Rather than a punishment, death in Minit is a mechanic to be used to your advantage. Any items you obtain and certain puzzles you solve or characters you help will persist through each death, though others will reset. For example, the first “quest” you’re given is to kill five crabs. The crabs will respawn after a death, but the reward for doing the quest, a cup of coffee, will persist and you’ll never have to do it again.
Minit falls into the same category of top-down adventures as The Legend of Zelda, and has been compared to the original classic. There’s certainly a similarity in the stark simplicity of each. Characters will offer subtle hints about the things they need, but largely you progress by using the tools you’ve obtained to investigate environmental curiosities until something happens. Your eye is automatically drawn to bushes to cut, unusual walls, or strange enemies. This is a testament to Minit’s sparse design. The world is stripped down to only the necessary obstacles, characters, and objects, eliminating distractions and drawing attention to the next objective. Even the control scheme–arrows, X for sword, C to die and restart on PC, is as simple as it can possibly be.
But rather than feel small or empty, this simplicity makes the small world of Minit feel dense, because there’s at least one meaningful thing to do or see on every single screen. In your haste to pack as much into 60 seconds as possible, you’ll rarely die without feeling accomplished and eager to get moving again. You’ll constantly come up with more efficient paths to repeated destinations or spot new areas you want to try and explore. I missed a key tool in the first area, but nonetheless spent about 90 minutes of game finding other interesting things to do before I finally hit a wall and had to retrace my steps. There are few such gates; much of the game can be completed in the order you stumble into it.

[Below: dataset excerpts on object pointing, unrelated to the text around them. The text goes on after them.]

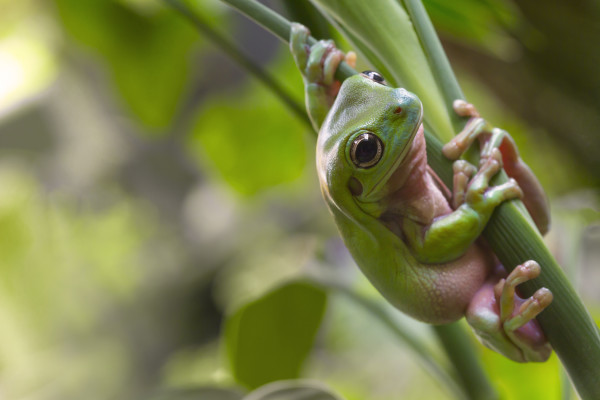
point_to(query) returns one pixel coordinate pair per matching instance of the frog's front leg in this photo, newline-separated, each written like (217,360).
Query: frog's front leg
(501,319)
(492,138)
(505,322)
(318,64)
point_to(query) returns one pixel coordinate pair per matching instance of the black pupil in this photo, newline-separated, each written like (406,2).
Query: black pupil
(374,76)
(366,149)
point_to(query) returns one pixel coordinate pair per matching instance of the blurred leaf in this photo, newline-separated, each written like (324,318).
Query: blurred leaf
(205,393)
(483,23)
(251,139)
(296,390)
(517,381)
(270,338)
(147,53)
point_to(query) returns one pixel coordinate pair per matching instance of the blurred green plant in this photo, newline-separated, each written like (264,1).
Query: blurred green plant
(118,280)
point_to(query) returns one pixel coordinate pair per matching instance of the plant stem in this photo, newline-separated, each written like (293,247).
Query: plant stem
(566,322)
(459,350)
(569,327)
(236,54)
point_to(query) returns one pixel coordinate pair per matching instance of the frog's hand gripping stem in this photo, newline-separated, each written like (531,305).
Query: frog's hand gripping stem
(317,64)
(492,138)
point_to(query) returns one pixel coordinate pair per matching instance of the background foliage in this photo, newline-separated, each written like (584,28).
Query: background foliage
(159,207)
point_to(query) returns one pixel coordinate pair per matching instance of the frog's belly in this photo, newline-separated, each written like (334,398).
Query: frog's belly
(440,293)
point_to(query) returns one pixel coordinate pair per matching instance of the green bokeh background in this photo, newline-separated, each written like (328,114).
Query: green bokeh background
(150,189)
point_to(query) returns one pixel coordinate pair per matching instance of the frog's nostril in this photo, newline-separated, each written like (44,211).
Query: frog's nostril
(355,187)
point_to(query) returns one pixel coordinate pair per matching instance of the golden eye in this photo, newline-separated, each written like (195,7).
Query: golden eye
(375,77)
(366,150)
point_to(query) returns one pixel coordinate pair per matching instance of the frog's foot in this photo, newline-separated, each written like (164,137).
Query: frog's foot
(491,139)
(478,194)
(317,64)
(508,325)
(519,323)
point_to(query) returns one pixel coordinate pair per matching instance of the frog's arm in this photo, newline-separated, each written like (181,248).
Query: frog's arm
(449,236)
(317,64)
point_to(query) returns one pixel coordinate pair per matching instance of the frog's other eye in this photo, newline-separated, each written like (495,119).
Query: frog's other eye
(375,77)
(366,150)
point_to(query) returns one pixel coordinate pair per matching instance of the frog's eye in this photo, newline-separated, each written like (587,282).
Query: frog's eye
(375,77)
(366,150)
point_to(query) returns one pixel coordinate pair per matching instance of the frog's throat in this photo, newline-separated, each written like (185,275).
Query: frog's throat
(385,178)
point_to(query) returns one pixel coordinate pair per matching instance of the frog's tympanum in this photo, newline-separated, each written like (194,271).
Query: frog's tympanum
(417,243)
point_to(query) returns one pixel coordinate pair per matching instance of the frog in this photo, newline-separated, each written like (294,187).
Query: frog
(417,242)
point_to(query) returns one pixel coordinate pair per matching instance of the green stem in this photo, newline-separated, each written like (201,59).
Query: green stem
(459,350)
(566,322)
(376,310)
(432,47)
(236,54)
(569,327)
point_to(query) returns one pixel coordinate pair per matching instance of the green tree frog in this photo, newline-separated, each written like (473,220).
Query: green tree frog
(417,243)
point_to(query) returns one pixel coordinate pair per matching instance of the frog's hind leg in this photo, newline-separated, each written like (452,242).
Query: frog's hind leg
(505,322)
(492,138)
(519,323)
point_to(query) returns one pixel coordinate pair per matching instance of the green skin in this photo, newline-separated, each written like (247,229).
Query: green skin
(421,253)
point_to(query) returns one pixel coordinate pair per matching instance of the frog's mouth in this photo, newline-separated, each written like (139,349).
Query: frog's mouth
(389,173)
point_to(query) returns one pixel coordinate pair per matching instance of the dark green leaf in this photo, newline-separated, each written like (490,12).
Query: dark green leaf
(270,338)
(251,140)
(147,53)
(204,393)
(293,390)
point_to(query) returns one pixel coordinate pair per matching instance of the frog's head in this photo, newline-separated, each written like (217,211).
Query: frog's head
(363,141)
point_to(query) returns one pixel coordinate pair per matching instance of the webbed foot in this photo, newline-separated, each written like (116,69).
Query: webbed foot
(317,64)
(506,323)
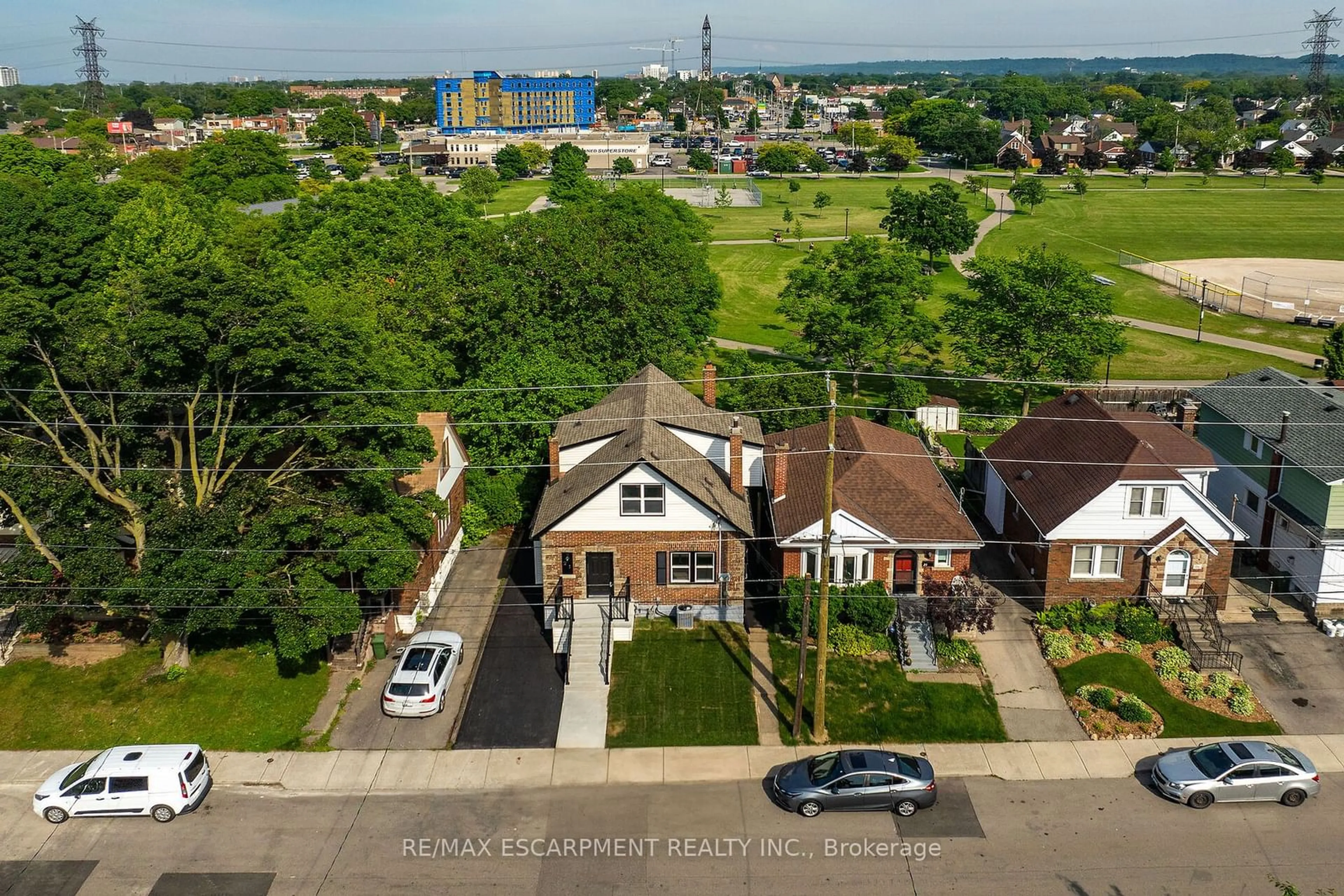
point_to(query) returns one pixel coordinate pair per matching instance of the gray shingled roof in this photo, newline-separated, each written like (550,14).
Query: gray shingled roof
(648,443)
(1257,402)
(652,395)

I felt quick and smart, but never panicked nor cheated.
One of my favorite things about Minit was the way it actively discouraged me from frustrating video game puzzle behaviors. I have a knack for bashing my head into a puzzle for long periods of time, unable to move on. Minit makes it clear that this is a poor choice. Puzzles will take a few tries to solve, certainly, but if you find yourself stuck and incapable of moving forward, you always reach the understanding that “I must go do something else” long before you reach “Why the hell isn’t this working?” levels of exasperation. If water is in the way, you know you’ll find a way to swim it before long. You’ve seen the man with the saw and the stumps in your path, so at some point, he’ll give up his tools for you. But if that moment is not now, you can breathe easy and wander off somewhere else.
You may not even return to some of those puzzles you were stuck on; not on your first run, anyway. Minit’s brief story was over abruptly; story-wise, I knew it was coming, but there were still so many hidden places I wanted to return to that it nonetheless caught me off-guard. This game begs you to replay it, either normally or on its even crazier New Game+ that cuts your time down to a bonkers 40-seconds and rearranges a few other things while it’s at it. Knowing the necessary steps to finish the game offers far more freedom to explore; you’ll quickly gather your tools and start hacking your way through the puzzles you missed at first.
A three-hour game doesn’t sound like much, even for a low $9.99 price tag, but if you have any interest at all in the premise of Minit I highly encourage you to pick it up. I get jumpy in games when timers appear on screen and usually avoid such things, yet I couldn’t put Minit down. JW, Kitty, Jukio, and Dom somehow found the perfect balances of spacing, timing, and obstacles to tickle my brain at just the right pace. I felt quick and smart, but never panicked nor cheated. Naysay the simplicity if you like, but Minit revels in its smallness by its precise intentionality. And just wait until speedrunners get ahold of it!